Overall usage of Microsoft’s Internet Explorer and Mozilla Firefox fell slightly in July, while Google Chrome and Apple Safari both posted modest gains, according to numbers tracked by Net Applications.

The numbers are notable in part because they reflect the first full-month measure of the market since Firefox shifted to a new rapid release cycle.

IE ended the month at 52.71 percent worldwide. That’s a decline of less than 1 percentage point from the previous month. But on a year-over-year basis, it’s down from more than 60 percent in July of last year.

Given last week’s news about the relative IQ scores of browser users, does this mean the Internet on the whole is getting collectively smarter? (I’m kidding, of course.)

Ars Technica has a good roundup of the numbers, noting that IE could slip below 50 percent by the end of the year.

Keep in mind that Microsoft is at a disadvantage in the overall numbers because Internet Explorer is only available on Windows.

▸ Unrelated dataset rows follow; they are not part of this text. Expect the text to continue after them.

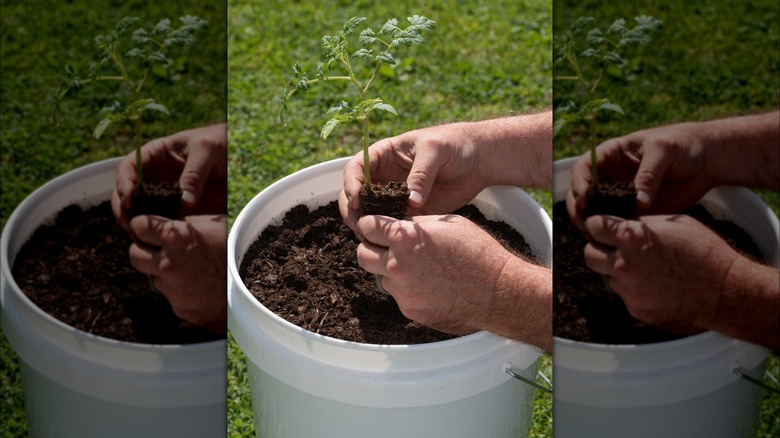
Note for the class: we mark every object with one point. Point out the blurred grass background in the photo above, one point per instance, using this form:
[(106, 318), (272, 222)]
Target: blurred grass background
[(37, 40), (711, 60), (486, 59)]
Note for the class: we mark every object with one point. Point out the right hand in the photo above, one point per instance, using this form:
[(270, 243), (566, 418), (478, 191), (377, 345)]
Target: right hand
[(667, 165), (439, 164)]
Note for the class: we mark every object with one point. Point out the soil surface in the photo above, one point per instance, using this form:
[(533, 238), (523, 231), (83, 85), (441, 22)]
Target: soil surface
[(162, 199), (584, 310), (386, 199), (616, 199), (78, 271), (306, 271)]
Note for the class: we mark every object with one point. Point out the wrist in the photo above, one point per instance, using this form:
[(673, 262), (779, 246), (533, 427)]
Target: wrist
[(522, 304)]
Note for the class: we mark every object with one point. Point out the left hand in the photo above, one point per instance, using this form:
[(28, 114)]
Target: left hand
[(187, 259)]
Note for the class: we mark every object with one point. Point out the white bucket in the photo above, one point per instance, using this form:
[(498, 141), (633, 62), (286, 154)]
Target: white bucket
[(81, 385), (309, 385), (682, 388)]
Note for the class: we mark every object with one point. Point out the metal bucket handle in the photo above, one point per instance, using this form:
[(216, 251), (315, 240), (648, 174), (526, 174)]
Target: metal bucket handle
[(736, 370), (539, 375)]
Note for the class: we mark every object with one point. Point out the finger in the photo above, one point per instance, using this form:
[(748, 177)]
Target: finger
[(600, 259), (604, 229), (422, 175), (576, 214), (150, 229), (372, 258), (348, 214), (145, 259), (377, 229), (126, 180), (353, 180), (120, 213), (650, 174), (195, 174), (580, 180)]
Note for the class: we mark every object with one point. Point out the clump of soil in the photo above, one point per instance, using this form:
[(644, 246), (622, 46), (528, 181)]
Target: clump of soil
[(616, 199), (161, 199), (306, 271), (584, 310), (78, 271), (385, 199)]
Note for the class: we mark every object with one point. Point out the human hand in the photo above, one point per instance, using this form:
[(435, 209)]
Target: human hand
[(447, 273), (666, 164), (196, 158), (439, 164), (187, 261), (669, 270)]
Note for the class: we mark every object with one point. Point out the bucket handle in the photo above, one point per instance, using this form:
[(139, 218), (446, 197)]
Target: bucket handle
[(539, 375), (735, 369)]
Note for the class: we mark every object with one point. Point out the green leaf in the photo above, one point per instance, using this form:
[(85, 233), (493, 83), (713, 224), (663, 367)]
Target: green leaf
[(124, 24), (367, 37), (140, 37), (162, 27), (390, 27), (617, 27), (385, 57), (352, 24), (328, 127), (363, 53), (614, 58), (609, 106), (580, 24), (101, 127)]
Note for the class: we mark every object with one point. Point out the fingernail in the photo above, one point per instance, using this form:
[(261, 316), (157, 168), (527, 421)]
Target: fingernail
[(188, 199), (643, 198), (416, 197)]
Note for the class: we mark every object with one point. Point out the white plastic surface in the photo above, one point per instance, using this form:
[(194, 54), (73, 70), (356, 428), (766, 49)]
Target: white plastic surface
[(679, 388), (440, 389), (78, 384)]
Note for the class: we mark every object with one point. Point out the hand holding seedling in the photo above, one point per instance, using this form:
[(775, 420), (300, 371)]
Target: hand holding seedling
[(604, 49), (467, 283), (131, 65), (673, 166), (675, 273), (197, 158), (446, 166), (376, 50)]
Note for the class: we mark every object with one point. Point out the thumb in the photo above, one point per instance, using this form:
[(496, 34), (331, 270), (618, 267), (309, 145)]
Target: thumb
[(649, 176), (193, 177), (421, 177)]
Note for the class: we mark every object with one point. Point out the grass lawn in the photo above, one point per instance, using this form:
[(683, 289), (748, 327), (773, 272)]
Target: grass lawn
[(486, 59), (37, 42), (710, 60)]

In addition, Internet Explorer 9, the latest version of the browser, doesn’t run on Windows XP. In a blog post over the weekend, the IE team noted that IE9 is doing well on its home turf, Windows 7.

In related news, ComputerWorld notes that usage of Windows XP has finally fallen below 50 percent of Internet users, as users upgrade to newer versions of Windows and other operating systems.